Here We Go Again
Posted on 02. Mar, 2006 by Brian Reid in General
I’ve written far too many posts about the “mommy wars” (or, more accurately, the “stupid mommy wars”), but it looks like I’m destined to write far too many more. There is the coming Caitlin Flanagan book, which is sure to re-open old wounds. And today I find out about a coming collections of essays with the migraine-inducing title “Mommy Wars: 26 stay-at-home and career moms face off on their choices, their lives, and their families”. (Thanks to the BusinessWeek working parents blog for flagging this.)
The book isn’t out yet, but I’m also tensing myself for disaster. Newsweek excerpted part of one essay, in which the writer, Sandy Hingston, comes to the not-entirely-subtle conclusion that her decision to embrace career contributed to a general meltdown in the behavior of her children. The take-home message: working moms shortchange their kids. And it shows. Perhaps the rest of the book will be more balanced, and maybe the overall thesis is that parenthood requires a set of compromises — compromises that will differ for every parent, every family. But given Hingston’s excerpt and the book’s title, I won’t hold my breath.
Of course, they lost me at “Mommy Wars.” The mommy wars story is a complete fiction for three main reasons, and “mommy wars” is a term that no thoughtful writer should ever use without scorn. It assumes:
1. There are two warring factions. This is, of course, complete bunk. Just about every at-home parent will do a stint working outside the home. And in an era of increasingly flexible work arrangements (especially for, say, book contributing writers), there’s a growing gray area between “working” and “at-home.”
2. This is a war someone can win. No single arrangement is going to work for everyone. As much as I’ve enjoyed the various work-family permutations in my household, I don’t preach them as gospel to the couple next door. The most options, the better. Being at home isn’t the best option for everyone. Neither is working 60 hours a week. We don’t need a take-no-prisoners crusade for either one.
3. The discussion only involves women: Thank goodness for the Time piece from earlier this week calling for a daddy war. We don’t really need a daddy war, of course, but fathers need to be a part of the conversation about work-family balance. In a two-parent family, decisions about working and staying home are not made in a vacuum.
There is a bright side. As much as this whole thing pains me, at least I’m not Miriam Peskowitz, who wrote The Truth Behind the Mommy Wars, a brilliant piece of writing that should have ended the whole moronic debate once and for all. This sort of stupidity must *really* get to her.
Mark B.
02. Mar, 2006
In reference to the essay from Ms. Hingston, was she married to a SAHD and puts her children’s issues on him?
If her kids ended up in a kiddie kennel for a long period of time, there is a pretty good chance that they will develope some behavioral problems in my opinion.

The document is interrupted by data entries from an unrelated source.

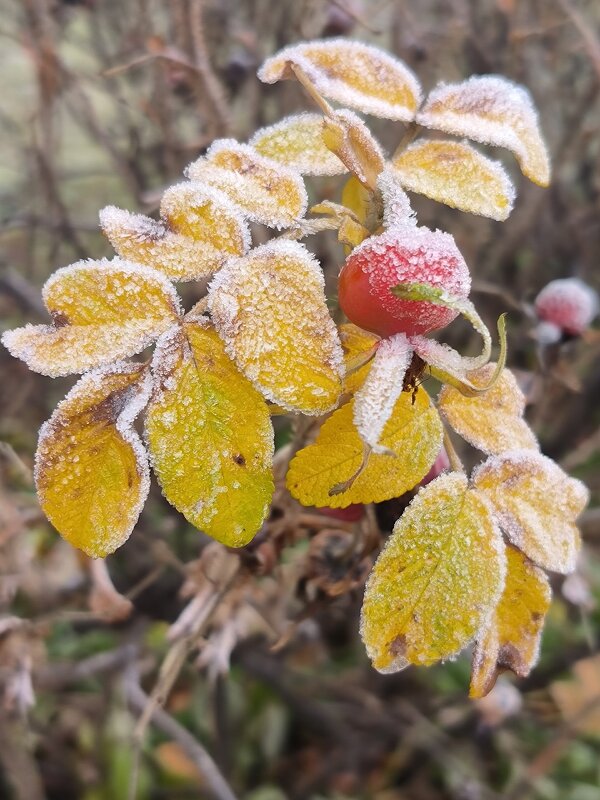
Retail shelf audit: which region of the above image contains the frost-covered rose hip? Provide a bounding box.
[535,278,598,338]
[338,225,471,337]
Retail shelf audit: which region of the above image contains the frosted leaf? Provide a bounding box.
[361,472,506,673]
[322,109,384,188]
[438,364,539,454]
[469,547,552,697]
[2,259,180,377]
[185,139,308,228]
[338,323,379,394]
[286,389,443,508]
[393,140,515,220]
[35,363,151,558]
[258,39,421,122]
[417,75,550,186]
[354,333,413,453]
[472,450,589,574]
[100,183,250,280]
[535,278,598,336]
[377,165,414,230]
[248,113,348,175]
[145,319,273,547]
[209,239,343,414]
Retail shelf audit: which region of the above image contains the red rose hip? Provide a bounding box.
[338,225,471,337]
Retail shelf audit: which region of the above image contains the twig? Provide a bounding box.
[124,665,236,800]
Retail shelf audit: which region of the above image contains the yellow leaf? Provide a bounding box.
[338,322,379,394]
[186,139,308,228]
[286,389,442,508]
[323,109,384,190]
[146,321,273,547]
[209,239,343,414]
[248,113,347,175]
[2,259,180,377]
[353,333,413,453]
[361,472,505,672]
[100,183,250,281]
[393,140,515,220]
[417,75,550,186]
[472,450,589,573]
[438,364,539,455]
[469,546,552,697]
[35,362,150,558]
[258,39,421,122]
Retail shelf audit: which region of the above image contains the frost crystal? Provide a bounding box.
[417,75,550,186]
[2,259,181,377]
[258,39,421,122]
[209,240,343,414]
[393,140,515,221]
[354,333,413,453]
[248,113,348,175]
[185,139,308,228]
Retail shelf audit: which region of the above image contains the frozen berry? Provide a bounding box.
[535,278,598,336]
[338,225,471,337]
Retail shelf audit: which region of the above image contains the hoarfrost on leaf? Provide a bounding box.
[185,139,308,228]
[361,472,506,673]
[209,239,343,414]
[393,140,515,221]
[472,450,589,574]
[35,362,151,558]
[2,258,180,377]
[438,363,539,455]
[286,389,443,508]
[354,333,413,453]
[248,113,348,175]
[145,320,273,547]
[258,39,421,122]
[417,75,550,186]
[469,546,552,697]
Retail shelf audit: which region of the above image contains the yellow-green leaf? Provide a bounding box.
[248,113,347,175]
[209,239,343,414]
[473,450,589,573]
[286,389,442,508]
[393,140,515,220]
[100,182,250,281]
[258,39,421,122]
[470,546,552,697]
[438,364,539,455]
[146,321,273,547]
[338,322,379,394]
[35,362,150,558]
[2,258,180,377]
[417,75,550,186]
[186,139,308,228]
[361,472,506,672]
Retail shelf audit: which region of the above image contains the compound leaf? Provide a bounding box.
[438,363,539,455]
[35,362,150,558]
[393,140,515,220]
[209,239,343,414]
[248,113,348,175]
[286,389,442,508]
[472,450,588,574]
[361,472,505,672]
[186,139,308,228]
[146,320,273,547]
[258,39,421,122]
[469,546,552,697]
[100,182,250,281]
[2,259,180,377]
[417,75,550,186]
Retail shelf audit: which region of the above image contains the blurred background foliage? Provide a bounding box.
[0,0,600,800]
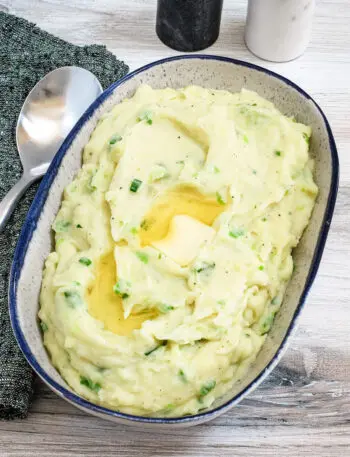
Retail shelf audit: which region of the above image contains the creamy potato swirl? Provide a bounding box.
[39,85,317,416]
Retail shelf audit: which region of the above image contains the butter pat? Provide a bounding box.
[152,215,216,267]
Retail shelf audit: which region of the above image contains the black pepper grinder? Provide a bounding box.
[156,0,223,52]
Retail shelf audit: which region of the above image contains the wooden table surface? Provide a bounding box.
[0,0,350,457]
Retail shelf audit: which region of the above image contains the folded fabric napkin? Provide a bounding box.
[0,12,128,419]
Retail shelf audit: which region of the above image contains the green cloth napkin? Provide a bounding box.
[0,12,128,419]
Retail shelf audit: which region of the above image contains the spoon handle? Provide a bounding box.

As for the books title, maybe something like the “Mommy Quandry” or “Mommy Conflict” would have been a better choice.
Rebel Dad
02. Mar, 2006
I like the emerging alliterative phrase for dads going through the same sort of soul-searching: the “daddy dilemma.” Much more accurate than the “war” analogy, and it doesn’t pit parent against parent …
Meredith
02. Mar, 2006
I was talking about this issue last week with my husband, who’s been listening to my rantings about the so-called “war” for weeks.
I told him this: I feel like the moment I became a mom — regardless of what choices I made for work or for the care of my kids — I would inevitably be deemed a failure by: The radicals on the “women-must-work-full-time-or-they-are-selling-out-their-feminist-brethren” side, OR by the “if-you-don’t-stay-with-your-kids-24/7-they’ll-turn-into-ax-murderers” side.
No matter what decision I made, even if I tried to balance both, somebody, somewhere would be wagging a judgmental finger, and writing articles about “wars” between moms.
For fathers, I can only imagine that the complex decision about being at home or at work or at part-time work resonates much differently between fathers than it does among mothers.
Miriam
02. Mar, 2006
Hi Rebel Dad,
Well I am Miriam Peskowitz, and yes, the stupidity of the debate really gets to me. Again and again. Especially when I know how hard it is to get more balanced approaches out there. Our media loves the mom catfight, and they promote it again and again, in tv shows, in magazines, and in who gets contracts to publish books.
And I agree with your point about including dads, but not using war time metaphors. We have enough wars. We’re talking about the future of family life here, and how to get our voices which are about complexity and real life out there, over the din of the 20-year-old media mommy wars.
Miriam
Author, The Truth Behind the Mommy Wars
devra
10. Mar, 2006
Sadly I am getting the feeling many of the reporters who are writing book about moms are merely turning to those they work with or know and are not venturing much farther their own office door and rolodex.
devra
10. Mar, 2006
pardon the many typos in my last comment. Too many things going on at once in my house. Why don’t they have spell check on these things? Maybe this is something we could unite and fight for?